2) Pasal 1 ayat (3) UUD Tahun 1945 menyatakan bahwa “Indonesia adalah negara hukum”. Salah satu ciri dari negara hukum adalah adanya supremasi hukum (A.V.Dicey) yang artinya segala upaya penegakan hukum dan penempatan hukum pada posisi tertinggi dari segalanya, serta menjadikan hukum sebagai panglima ataupun komandan dalam upaya untuk menjaga dan melindungi tingkat stabilitas dalam kehidupan suatu bangsa dan negara (Abdul Manan).

3) Bahwa dalam menyusun UU Ketenagakerjaan, pembuat UU juga telah memperhatikan standar internasional seperti Konvensi ILO dan konvensi PBB baik yang telah maupun belum diratifikasi oleh Indonesia. Ketentuan Pasal 7 clan 8 Konvensi PBB mengenai Hak-hak Ekonomi, Sosial, dan Budaya mengenai kewajiban negara untuk menjamin setiap pekerja diperlakukan secara adil dan tanpa diskriminasi di dalam semua aspek ketenagakerjaan juga telah dimasukan dalam ketentuan UU Ketenagakerjaan.

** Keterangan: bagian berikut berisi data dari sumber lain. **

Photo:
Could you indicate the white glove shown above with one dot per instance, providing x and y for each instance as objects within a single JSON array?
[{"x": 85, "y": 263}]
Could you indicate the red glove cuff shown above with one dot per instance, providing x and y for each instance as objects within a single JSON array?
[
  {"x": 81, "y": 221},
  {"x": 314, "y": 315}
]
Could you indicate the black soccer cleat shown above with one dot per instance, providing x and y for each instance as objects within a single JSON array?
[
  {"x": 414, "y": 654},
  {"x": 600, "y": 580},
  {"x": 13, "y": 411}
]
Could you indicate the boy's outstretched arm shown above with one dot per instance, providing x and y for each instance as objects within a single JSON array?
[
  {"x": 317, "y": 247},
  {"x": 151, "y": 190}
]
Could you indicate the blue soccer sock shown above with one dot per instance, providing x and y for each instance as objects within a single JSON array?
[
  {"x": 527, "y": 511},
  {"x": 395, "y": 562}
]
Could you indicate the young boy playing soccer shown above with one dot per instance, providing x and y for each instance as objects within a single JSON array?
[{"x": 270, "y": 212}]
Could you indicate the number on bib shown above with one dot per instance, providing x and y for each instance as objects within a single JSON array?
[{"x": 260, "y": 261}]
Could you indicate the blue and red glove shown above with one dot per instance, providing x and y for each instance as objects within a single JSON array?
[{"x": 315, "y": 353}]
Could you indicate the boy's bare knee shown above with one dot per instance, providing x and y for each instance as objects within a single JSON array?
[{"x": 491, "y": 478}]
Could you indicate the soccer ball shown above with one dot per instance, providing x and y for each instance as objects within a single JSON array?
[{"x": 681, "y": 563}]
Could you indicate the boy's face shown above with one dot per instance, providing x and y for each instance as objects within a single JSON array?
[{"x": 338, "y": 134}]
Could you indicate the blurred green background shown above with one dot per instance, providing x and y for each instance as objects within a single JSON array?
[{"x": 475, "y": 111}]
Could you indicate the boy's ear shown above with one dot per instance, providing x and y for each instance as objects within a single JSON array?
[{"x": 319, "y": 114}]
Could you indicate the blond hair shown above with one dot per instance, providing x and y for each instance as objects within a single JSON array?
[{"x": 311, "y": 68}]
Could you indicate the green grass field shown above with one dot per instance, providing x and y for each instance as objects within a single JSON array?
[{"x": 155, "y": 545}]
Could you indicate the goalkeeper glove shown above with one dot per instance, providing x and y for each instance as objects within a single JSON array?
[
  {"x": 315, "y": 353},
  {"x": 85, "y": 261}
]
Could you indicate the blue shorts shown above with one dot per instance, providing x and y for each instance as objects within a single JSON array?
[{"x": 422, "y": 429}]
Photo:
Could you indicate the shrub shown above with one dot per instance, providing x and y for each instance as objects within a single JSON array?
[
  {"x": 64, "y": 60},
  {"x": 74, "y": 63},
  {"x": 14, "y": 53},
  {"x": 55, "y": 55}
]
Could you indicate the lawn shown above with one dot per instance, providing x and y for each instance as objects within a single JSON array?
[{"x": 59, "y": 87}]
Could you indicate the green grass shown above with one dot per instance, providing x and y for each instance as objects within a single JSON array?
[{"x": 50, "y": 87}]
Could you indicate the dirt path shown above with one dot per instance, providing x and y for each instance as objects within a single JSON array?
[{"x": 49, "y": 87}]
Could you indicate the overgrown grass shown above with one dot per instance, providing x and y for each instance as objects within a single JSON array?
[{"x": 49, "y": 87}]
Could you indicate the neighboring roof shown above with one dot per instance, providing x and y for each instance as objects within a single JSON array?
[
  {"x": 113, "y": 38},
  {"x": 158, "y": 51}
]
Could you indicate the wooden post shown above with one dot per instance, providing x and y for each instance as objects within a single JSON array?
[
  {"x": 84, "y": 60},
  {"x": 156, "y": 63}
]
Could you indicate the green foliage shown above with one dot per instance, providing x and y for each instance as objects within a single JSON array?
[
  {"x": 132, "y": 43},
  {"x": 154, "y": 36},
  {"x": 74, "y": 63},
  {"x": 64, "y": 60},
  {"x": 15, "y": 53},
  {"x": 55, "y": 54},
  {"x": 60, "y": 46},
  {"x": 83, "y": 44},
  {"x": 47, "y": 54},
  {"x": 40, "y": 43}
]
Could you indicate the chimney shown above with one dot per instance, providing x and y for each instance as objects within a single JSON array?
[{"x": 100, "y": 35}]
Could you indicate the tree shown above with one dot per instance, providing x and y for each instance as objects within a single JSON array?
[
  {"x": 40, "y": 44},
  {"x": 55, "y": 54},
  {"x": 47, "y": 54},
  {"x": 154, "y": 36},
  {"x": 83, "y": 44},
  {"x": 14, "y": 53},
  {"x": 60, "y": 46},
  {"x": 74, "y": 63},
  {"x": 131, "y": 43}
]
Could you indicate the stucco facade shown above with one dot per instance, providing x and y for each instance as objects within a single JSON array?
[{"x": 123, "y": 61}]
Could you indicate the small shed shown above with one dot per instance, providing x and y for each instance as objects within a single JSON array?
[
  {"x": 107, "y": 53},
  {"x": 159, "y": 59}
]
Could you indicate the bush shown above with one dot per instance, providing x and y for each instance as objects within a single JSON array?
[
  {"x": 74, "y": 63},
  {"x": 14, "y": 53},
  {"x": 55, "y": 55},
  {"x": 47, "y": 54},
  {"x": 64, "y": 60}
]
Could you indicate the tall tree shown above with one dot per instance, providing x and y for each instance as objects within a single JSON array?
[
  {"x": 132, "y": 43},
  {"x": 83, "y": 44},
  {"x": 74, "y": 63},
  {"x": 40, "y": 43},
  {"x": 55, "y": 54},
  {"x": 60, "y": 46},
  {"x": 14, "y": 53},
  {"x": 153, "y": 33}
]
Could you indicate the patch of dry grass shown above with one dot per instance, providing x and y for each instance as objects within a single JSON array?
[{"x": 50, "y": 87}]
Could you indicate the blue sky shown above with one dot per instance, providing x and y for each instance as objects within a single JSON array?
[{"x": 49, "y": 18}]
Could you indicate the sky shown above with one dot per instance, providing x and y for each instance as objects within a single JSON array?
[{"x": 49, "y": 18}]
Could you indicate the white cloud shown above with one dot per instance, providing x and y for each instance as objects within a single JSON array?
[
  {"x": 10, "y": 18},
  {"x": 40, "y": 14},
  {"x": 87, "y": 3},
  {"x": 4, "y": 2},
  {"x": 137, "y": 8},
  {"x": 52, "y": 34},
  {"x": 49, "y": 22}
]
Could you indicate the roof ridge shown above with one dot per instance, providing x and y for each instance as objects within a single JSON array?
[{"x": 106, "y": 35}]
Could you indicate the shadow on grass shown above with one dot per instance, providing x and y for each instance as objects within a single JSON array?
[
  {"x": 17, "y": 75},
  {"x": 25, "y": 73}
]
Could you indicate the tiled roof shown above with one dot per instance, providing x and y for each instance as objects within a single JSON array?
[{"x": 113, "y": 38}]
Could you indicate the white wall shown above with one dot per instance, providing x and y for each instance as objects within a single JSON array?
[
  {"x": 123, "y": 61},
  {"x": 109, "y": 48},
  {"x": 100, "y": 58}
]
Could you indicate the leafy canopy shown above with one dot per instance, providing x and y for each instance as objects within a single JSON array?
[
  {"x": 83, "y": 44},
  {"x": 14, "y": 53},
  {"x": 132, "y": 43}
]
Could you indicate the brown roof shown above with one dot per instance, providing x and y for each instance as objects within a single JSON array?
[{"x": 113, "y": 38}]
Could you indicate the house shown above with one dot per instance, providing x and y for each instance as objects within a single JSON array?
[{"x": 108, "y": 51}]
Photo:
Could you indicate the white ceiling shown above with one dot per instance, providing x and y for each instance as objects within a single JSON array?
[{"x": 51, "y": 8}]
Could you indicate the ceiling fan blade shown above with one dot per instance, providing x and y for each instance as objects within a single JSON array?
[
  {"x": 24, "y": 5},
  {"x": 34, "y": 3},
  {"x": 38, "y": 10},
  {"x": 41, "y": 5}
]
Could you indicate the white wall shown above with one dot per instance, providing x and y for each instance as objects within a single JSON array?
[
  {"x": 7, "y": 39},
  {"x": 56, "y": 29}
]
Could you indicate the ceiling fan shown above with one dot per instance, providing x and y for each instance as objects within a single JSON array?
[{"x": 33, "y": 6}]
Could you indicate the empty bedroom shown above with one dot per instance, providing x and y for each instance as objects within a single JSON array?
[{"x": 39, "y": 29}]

4) Bahwa ketentuan dalam pasal 153 ayat (1) huruf f UU Ketenagakerjaan yang berbunyi "kecuali telah diatur dalam perjanjian kerja, peraturan perusahaan, atau perjanjian kerja bersama" telah mengadopsi prinsip kebebasan berkontrak dalam hukum perjanjian, dimana ketentuan tersebut hanya bisa dilaksanakan apabila telah disepakati oleh kedua belah pihak melalui suatu perjanjian kerja, peraturan perusahaan dan perjanjian kerja bersama. Selain itu, dalam membuat suatu aturan, perusahaan tidak diperkenankan memasukkan ketentuan yang bertentangan dengan ketentuan hukum yang berlaku dimana perusahaan tersebut berkedudukan atau berdiri. Ketentuan dalam berkontrak diatur dalam Pasal 1320 Kitab Undang-Undang Hukum Perdata yang berketentuan:

"Supaya terjadi persetujuan yang sah, perlu dipenuhi empat syarat;
1. kesepakatan mereka yang mengikatkan dirinya;
2. kecakapan untuk membuat suatu perikatan;
3. suatu pokok persoalan tertentu;
4. suatu sebab yang tidak terlarang."

5) Bahwa perjanjian kerja merupakan bagian dari perjanjian yang dimaksudkan dalam Buku III Kitab Undang-Undang Hukum Perdata (selanjutnya disebut (KUHPerdata). Sebagai bagian dari Buku III KUH Perdata maka berlaku asas-asas umum dari suatu perikatan salah satunya asas pacta sun servanda yang diatur dalam Pasal 1338 KUH Perdata. Asas pacta sun servanda menyatakan bahwa perjanjian merupakan undang-undang bagi yang membuatnya. Undang-undang merupakan bagian dari hukum dan sebagai negara hukum otomatis setiap warga negara harus menaati perjanjian yang dibuatnya karena perjanjian berdasarkan Pasal 1338 KUHPerdata sama dengan undang-undang bagi yang membuatnya. Perjanjian kerja juga bersifat mengikat dikarenakan merupakan hasil kesepakatan para pihak yang harusnya muncul tanpa paksaan sebagaimana dimaksud dalam pasal 1320 KUHPerdata yang mengatur syarat sah perjanjian. Oleh karena itu persetujuan atau kesepakatan tersebut tidak dapat ditarik kembali selain dengan persetujuan atau kesepakatan para pihak, yakni pihak pemberi kerja dan pihak penerima kerja. Tentunya, penerimaan maupun penolakan terhadap perjanjian maupun kontrak tersebut akan menimbulkan konsekwensi tersendiri yang berbeda-beda.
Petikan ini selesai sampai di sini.